After six weeks, testimony has concluded in the landmark insider trading trial of Galleon Group co-founder Raj Rajaratnam. Now, it will be up to attorneys for Rajaratnam and the government to persuade the jury in closing arguments, which are set to begin Wednesday.
Rajaratnam's attorneys rested their case Monday, without calling him to testify in his own defense. The defense called just five witnesses over six days, in contrast to the prosecution, which called 18 witnesses over five weeks.
Prosecutors then wrapped up their case with a flourish, using FBI Special Agent James Barnacle as a rebuttal witness to introduce one last wiretapped phone call. The wiretaps, some 40 in all, have been at the heart of the government's case, and the last one was meant to counter the defense contention that Rajaratnam traded only on information that was already in the market.
In the conversation, recorded September 30, 2008, Rajaratnam and hedge fund consultant Danielle Chiesi are heard discussing a tip that Advanced Micro Devices was planning to spin off much of its semiconductor manufacturing operations to an Abu Dhabi investment fund. The two had been quietly buying up the stock, but that day someone placed an order to buy one million shares just as the market was closing.
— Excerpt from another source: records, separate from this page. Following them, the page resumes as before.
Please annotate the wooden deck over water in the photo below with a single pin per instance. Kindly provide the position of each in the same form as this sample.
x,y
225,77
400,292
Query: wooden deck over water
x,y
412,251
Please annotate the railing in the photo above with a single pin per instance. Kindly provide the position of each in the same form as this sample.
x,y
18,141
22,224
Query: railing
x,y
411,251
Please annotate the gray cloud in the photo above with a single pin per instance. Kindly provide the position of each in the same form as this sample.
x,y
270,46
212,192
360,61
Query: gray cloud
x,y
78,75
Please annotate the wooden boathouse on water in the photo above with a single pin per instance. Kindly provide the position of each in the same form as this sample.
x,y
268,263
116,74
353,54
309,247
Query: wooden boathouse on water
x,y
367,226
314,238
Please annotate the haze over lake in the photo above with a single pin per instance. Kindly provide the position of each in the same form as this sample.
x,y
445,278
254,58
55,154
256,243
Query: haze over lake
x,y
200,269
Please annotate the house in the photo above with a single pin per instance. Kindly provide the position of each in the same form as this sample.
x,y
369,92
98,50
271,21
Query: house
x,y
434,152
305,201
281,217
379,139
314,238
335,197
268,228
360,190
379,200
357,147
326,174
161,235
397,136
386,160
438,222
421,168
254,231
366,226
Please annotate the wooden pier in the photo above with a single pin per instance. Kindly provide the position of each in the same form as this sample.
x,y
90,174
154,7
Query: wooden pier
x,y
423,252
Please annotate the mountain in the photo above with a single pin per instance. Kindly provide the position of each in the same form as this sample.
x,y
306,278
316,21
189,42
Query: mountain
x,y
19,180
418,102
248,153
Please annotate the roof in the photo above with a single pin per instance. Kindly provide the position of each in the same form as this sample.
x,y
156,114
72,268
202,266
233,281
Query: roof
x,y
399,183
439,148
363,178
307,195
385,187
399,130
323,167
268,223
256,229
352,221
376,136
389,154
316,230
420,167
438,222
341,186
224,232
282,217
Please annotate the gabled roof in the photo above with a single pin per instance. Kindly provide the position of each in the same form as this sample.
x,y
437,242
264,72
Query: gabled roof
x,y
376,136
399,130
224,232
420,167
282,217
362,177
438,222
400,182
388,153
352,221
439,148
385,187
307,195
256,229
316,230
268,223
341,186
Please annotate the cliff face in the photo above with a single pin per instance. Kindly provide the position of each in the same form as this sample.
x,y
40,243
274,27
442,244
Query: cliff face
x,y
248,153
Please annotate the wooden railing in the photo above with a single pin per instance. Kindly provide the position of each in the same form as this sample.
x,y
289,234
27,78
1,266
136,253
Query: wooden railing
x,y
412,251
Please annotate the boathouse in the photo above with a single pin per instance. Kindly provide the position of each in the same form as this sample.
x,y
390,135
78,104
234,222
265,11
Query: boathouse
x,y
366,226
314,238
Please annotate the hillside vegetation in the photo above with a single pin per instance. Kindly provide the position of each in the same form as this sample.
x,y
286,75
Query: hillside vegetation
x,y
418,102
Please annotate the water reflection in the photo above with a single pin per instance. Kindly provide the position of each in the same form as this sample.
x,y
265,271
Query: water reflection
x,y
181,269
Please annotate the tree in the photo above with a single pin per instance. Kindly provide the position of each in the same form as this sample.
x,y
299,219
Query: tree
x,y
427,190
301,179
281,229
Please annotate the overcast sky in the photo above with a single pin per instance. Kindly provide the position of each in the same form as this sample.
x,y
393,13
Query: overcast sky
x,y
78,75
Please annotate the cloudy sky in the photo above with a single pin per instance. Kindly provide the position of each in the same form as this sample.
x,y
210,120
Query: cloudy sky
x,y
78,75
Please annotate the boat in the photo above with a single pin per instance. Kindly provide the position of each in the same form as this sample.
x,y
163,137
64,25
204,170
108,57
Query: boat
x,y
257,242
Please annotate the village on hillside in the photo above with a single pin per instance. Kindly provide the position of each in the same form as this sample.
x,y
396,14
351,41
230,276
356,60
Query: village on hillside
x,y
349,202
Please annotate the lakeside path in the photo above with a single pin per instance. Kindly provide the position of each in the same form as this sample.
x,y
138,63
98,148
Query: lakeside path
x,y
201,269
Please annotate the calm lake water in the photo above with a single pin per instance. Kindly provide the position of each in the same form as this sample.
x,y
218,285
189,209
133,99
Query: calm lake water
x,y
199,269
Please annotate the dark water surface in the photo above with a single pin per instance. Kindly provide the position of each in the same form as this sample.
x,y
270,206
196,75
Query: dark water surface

The two try to figure out who is behind the order.
"Do you think somebody knows what we know?" Chiesi asks. "I think it's hard to believe."
Rajaratnam agrees the order probably just came from a market maker in the stock, not someone with inside knowledge of the upcoming deal.
"It's been widely speculated," Rajaratnam says about the AMD transaction. "What people don't know is the time."
Rajaratnam, a one-time billionaire who co-founded the Galleon Group, faces 14 counts including conspiracy and securities fraud, in an alleged inside trading scheme that prosecutors say netted him as much as $63 million. The defense claims Rajaratnam actually lost $67 million on AMD trades alone.
Unlike most white collar cases in which defense attorneys seek to humanize and endear their client to the jury, Rajaratnam was barely a presence in the case. Not only did he not testify in his own defense, he sat away from the defense table throughout the trial, out of the view of some of the jurors.
Only once during the defense case was the jury exposed to the personal side of the 53-year-old hedge fund mogul. Jeffrey Canada of the Harlem Children's Zone — who was featured in the award-winning documentary "Waiting for Superman," took the stand for approximately ten minutes to testify about Rajaratnam's generosity.
After taking Tuesday off for the Passover holiday, closing arguments are set to begin on Wednesday, with the jury expected to begin deliberations as soon as Thursday afternoon.
Assistant United States Attorney Reed Brodsky will deliver the closing arguments for the government. Lead defense attorney John Dowd will sum up the case for the defense.
One juror, a Metropolitan Transit Authority worker, was excused from the case on Monday due to illness. He was replaced by a female alternate juror, which means the jury deciding the case will be made up of three men and nine women.
If convicted, Rajaratnam could face 20 years in prison.